August 10, 2007

Strigi plugins, tokenizers and ontology

This is a belated post on changes in Strigi I made in the beginning of July.
The tests in Strigi-chemical have highlighted the problems in Strigi. Below I list problem and its solution.

Problem with plugins.

Strigi analyzers are loaded as plugins with dlopen(). I noticed random and strange effects, when multiple copies of one analyzer have been initialized. The explanation was simple, do not ever use RTLD_GLOBAL flag to load Strigi analyzers. A while ago I blogged about linking to OpenBabel and enabled this flag in Strigi. The solution was to implement a loader for libopenbabel in strigi-chemical analyzer. LibOpenBabel is a highly recommended runtime dependency, although the chemical analyzers can work without it.
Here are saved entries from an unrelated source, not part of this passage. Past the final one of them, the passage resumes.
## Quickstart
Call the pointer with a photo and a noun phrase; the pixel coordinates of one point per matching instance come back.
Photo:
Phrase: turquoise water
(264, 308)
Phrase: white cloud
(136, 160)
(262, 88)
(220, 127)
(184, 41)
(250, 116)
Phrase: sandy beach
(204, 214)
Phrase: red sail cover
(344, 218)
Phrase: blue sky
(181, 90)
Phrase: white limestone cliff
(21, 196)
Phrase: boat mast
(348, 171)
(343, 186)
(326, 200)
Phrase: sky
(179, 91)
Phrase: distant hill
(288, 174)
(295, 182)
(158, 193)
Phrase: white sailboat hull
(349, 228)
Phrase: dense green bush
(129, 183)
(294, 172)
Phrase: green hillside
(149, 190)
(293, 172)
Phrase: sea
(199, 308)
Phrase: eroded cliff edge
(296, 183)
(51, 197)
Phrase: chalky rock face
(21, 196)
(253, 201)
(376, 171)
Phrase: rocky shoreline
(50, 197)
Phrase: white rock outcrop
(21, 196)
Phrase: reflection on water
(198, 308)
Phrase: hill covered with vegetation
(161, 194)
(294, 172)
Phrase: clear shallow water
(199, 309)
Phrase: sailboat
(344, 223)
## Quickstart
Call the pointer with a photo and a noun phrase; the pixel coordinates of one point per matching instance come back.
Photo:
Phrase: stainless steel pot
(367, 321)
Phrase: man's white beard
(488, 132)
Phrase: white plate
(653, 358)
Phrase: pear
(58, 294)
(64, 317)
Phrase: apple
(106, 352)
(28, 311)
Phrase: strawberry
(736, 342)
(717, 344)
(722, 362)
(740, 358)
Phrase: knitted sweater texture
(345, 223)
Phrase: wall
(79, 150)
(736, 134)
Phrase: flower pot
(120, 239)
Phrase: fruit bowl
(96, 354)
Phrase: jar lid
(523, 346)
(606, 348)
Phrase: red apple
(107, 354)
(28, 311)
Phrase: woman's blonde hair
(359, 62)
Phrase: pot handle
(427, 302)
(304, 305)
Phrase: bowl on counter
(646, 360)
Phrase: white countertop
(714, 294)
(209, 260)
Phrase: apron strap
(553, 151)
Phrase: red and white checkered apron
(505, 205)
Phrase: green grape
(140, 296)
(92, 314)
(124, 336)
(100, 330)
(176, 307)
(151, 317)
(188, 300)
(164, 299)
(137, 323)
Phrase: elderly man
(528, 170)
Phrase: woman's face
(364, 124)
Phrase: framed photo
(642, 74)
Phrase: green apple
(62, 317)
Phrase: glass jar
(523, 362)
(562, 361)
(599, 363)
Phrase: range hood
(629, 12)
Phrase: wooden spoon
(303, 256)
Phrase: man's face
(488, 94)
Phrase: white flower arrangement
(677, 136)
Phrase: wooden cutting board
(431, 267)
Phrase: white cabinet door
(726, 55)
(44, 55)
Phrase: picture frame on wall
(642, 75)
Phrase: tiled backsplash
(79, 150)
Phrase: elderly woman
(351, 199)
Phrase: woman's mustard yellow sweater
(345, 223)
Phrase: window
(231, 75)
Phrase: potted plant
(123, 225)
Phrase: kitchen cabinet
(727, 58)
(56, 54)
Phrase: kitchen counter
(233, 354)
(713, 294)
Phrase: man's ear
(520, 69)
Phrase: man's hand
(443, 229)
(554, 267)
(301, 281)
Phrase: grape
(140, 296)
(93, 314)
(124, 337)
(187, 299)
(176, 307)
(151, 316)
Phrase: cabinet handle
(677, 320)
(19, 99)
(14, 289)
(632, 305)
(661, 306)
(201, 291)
A question to packagers would be: is it a good idea to specify OB as a dependency or suggested or recommended. There is also an option to make a metapackage with dependency. We don't want the user to miss some key-features just because he overlooked a soft-dependency in apt, for example.

Later, OB loader was wrapped in a singleton with mutex locking. I had some random core dumps of the unit tests due to thread safety violation. I had no idea what could cause it inside OpenBabel, so I just protected the instance.

Problem with tokenizers.

One of the key features of chemical analyzers is to perform an exact structure match search by chemical identifiers. The recommended IUPAC identifier is InChI, although it is not that spread as SMILES, for example. The power of InChI is that it represents a chemical structures with all layers of information (like charges, fixed hydrogens, isotopes and stereochemistry) as a string. And the reverse transformation is possible.
The problem here was that an InChI string was tokenized, i.e. cut into pieces. Few words about how it works. Each token represents a "word" in the dictionary of search engine's backend. Strigi has an indexreader/indexwriter abstraction over the search backends, it can even support hybrid backend, e.g. the mixture of clucene and sqlite. Clucene backend is well supported while the support of other backends is still rudimentary (developers welcome!). So, each field is processed by an analyzer/tokenizer during indexing, and the same tokenizer to be used to process the field during search query analysis. Some tokens, like InChI, deserve a special treatment.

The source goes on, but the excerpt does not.